Buren (/nl/) is a town and municipality in the Betuwe region of the Netherlands.
Buren has 27,168 inhabitants as of 1 January 2022.

==Geography==
Buren is located in Gelderland, a province of the Netherlands. It is part of the landscape of Betuwe, a very fertile strip of land between two branches of Rhine-Meuse Delta, the Nederrijn in the north and the Waal in the south.
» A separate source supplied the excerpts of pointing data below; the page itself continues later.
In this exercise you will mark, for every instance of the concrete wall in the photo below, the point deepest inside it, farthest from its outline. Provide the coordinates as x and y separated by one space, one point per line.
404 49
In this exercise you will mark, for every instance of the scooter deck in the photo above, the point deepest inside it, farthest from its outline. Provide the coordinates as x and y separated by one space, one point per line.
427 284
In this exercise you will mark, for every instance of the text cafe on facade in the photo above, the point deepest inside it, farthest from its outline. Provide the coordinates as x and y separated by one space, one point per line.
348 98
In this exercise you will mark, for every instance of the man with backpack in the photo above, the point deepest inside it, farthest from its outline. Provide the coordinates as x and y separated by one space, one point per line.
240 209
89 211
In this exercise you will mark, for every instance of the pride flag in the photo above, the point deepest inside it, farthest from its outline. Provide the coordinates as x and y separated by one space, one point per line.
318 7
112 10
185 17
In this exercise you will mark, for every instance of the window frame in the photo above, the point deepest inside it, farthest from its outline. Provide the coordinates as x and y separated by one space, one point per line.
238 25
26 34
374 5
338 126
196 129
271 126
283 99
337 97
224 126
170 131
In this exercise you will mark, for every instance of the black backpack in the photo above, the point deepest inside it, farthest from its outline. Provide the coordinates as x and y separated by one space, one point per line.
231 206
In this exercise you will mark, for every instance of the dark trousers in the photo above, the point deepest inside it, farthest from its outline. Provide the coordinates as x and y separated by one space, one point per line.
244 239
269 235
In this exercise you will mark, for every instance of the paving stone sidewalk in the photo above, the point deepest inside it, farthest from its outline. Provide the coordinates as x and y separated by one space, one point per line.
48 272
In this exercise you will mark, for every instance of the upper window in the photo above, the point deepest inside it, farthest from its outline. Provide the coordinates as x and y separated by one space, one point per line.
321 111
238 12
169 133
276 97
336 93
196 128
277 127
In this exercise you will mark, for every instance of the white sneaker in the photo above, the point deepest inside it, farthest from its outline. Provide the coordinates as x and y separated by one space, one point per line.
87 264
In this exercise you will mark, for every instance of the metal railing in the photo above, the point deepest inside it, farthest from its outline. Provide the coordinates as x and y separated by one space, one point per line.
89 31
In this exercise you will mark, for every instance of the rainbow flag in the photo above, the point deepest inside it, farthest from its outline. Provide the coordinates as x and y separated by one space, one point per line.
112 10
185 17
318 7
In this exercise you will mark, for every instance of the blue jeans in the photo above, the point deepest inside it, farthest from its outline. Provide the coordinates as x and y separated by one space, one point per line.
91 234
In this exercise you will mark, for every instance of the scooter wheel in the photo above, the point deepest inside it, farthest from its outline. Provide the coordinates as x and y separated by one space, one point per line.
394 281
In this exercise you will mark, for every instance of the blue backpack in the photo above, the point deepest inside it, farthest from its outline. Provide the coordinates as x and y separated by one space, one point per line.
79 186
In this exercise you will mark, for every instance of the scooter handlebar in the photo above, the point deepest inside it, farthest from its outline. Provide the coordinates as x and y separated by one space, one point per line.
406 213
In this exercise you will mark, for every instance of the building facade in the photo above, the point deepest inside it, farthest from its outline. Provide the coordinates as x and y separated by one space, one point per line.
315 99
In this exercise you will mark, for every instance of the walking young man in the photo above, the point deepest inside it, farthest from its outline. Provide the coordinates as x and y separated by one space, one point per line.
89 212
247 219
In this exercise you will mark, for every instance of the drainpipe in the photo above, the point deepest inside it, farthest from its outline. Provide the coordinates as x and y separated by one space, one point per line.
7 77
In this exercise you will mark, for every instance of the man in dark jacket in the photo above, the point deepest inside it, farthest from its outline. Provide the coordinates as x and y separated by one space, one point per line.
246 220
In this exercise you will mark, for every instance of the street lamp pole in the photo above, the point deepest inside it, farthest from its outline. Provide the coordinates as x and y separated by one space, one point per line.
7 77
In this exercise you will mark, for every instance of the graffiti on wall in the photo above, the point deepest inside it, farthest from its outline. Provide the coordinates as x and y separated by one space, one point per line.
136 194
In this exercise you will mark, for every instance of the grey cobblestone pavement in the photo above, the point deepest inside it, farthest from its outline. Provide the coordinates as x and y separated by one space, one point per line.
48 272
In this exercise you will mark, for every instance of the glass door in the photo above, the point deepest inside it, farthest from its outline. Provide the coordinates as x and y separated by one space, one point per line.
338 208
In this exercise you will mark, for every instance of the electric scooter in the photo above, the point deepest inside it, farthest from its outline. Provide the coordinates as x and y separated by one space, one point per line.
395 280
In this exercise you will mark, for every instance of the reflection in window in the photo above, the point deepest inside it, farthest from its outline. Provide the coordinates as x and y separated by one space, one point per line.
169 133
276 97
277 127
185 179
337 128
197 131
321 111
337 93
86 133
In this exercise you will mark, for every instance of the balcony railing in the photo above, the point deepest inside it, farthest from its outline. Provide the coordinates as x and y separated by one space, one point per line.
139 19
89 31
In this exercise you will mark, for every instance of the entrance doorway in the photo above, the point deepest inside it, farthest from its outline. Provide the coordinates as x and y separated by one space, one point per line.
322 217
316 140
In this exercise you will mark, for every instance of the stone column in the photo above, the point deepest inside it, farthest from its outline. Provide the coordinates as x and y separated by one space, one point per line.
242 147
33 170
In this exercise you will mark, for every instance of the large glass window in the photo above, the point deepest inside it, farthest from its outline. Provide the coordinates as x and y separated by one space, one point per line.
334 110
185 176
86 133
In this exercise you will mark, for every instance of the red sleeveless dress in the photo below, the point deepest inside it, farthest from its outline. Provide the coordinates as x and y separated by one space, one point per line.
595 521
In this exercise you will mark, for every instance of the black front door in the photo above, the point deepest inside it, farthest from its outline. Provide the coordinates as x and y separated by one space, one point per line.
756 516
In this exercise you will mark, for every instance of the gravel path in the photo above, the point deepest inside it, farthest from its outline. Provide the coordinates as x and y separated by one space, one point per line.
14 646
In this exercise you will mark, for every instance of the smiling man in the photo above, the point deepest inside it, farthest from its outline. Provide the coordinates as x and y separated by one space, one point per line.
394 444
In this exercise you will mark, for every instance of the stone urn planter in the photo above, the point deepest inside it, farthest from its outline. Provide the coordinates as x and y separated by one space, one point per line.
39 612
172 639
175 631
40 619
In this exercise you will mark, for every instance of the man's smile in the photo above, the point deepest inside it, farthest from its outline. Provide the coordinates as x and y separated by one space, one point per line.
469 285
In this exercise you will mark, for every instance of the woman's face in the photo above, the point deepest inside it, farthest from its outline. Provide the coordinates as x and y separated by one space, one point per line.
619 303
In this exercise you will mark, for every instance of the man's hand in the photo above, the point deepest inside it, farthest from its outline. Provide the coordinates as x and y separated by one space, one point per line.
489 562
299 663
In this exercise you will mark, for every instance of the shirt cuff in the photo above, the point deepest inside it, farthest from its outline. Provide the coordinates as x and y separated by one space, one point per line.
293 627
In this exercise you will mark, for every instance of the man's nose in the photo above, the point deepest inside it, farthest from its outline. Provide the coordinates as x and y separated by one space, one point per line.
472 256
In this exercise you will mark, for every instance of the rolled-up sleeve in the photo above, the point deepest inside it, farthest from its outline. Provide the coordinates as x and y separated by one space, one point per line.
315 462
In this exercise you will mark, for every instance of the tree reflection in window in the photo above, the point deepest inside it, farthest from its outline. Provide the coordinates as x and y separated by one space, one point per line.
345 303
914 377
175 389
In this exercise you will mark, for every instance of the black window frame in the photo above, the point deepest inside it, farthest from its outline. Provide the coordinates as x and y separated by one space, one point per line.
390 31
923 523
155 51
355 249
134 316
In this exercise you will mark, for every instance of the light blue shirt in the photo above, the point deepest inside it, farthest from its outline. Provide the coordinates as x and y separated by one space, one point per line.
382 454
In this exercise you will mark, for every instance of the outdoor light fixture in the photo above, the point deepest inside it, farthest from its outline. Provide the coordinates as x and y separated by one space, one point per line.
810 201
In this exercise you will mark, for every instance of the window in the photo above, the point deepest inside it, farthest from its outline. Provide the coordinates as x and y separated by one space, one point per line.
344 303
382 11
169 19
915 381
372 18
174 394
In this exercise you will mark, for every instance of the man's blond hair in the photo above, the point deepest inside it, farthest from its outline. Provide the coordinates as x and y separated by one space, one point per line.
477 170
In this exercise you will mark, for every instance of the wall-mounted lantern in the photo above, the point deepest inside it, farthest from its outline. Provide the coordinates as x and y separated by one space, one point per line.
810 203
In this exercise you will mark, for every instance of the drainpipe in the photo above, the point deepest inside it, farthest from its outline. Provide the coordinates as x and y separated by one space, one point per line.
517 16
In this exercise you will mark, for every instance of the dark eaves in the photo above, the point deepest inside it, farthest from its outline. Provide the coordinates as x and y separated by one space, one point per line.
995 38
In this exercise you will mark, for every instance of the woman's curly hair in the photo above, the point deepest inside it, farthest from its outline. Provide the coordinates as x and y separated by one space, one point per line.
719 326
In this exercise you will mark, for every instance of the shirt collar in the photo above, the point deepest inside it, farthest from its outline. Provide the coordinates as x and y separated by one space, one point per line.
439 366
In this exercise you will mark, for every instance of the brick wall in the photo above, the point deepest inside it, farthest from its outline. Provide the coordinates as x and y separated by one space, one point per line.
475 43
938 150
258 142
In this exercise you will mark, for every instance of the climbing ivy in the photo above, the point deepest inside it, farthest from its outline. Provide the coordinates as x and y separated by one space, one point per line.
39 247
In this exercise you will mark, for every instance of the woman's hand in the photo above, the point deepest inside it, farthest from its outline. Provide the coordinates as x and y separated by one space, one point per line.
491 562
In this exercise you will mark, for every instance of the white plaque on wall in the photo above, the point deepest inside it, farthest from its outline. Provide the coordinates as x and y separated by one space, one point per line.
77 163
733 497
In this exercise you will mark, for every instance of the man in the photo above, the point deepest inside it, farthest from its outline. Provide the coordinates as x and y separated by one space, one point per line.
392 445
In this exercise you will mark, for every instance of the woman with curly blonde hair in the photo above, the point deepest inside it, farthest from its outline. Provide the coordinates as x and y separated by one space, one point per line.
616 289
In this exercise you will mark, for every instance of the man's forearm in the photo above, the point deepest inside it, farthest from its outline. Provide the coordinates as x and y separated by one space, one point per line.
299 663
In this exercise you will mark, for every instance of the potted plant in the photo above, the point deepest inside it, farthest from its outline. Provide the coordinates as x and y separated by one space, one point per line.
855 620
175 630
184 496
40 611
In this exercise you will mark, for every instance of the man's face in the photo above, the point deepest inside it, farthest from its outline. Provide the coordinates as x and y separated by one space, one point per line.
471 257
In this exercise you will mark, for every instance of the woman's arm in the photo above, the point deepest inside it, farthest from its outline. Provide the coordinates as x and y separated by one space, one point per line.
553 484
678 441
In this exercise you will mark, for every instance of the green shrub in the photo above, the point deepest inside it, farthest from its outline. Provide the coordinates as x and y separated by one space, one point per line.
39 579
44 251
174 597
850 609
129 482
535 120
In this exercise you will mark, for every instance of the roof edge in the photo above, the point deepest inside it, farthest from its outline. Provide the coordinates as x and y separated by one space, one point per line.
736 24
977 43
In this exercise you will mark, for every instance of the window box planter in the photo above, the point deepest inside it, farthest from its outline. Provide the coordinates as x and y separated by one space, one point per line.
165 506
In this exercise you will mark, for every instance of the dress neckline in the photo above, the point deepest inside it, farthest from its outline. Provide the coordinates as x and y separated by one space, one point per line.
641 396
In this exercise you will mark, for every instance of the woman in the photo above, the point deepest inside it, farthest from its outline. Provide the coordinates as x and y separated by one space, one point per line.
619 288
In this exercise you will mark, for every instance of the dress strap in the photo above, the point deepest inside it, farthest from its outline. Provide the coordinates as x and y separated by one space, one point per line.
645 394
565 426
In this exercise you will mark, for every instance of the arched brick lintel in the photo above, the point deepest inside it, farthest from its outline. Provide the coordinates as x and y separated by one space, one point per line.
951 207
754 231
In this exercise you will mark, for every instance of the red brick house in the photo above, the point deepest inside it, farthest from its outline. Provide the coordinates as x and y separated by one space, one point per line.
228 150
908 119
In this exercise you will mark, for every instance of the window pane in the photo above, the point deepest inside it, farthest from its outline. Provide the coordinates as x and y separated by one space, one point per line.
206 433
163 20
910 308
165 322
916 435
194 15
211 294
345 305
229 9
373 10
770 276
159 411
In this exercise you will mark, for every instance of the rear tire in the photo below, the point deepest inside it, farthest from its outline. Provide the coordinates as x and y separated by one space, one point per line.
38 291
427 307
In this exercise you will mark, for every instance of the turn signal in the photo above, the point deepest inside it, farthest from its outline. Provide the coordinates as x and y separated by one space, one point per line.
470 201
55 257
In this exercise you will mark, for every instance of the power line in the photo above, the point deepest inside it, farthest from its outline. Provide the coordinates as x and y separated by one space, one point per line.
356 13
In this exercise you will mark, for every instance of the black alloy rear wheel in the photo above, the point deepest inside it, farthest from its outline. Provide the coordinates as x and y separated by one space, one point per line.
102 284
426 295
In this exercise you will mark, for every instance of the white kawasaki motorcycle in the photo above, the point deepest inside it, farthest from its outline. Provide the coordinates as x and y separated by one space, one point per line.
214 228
=== Population centers ===
Population centers include:

- Aalst
- Asch
- Beusichem
- Buren
- Eck en Wiel
- Erichem
- Ingen
- Kerk-Avezaath
- Lienden
- Ommeren
- Ravenswaaij
- Rijswijk
- Zoelen
- Zoelmond

== History ==
The earliest known settlement of the region occurred as early as 772. Castle Buren was built by the Lords of Buren and was first mentioned in 1298. The town was granted city rights in 1395 by Sir Alard IV of Buren which led to the construction of a defensive wall and a moat, significant portions of which still stand. In 1492, the region was promoted to a county (i.e. a territory ruled by a count), but had limited economic influence due to its geographic isolation. By 1574, the previously Catholic parish church of Saint-Lambert (Sint Lambertus) had become Calvinist Reformed Protestant.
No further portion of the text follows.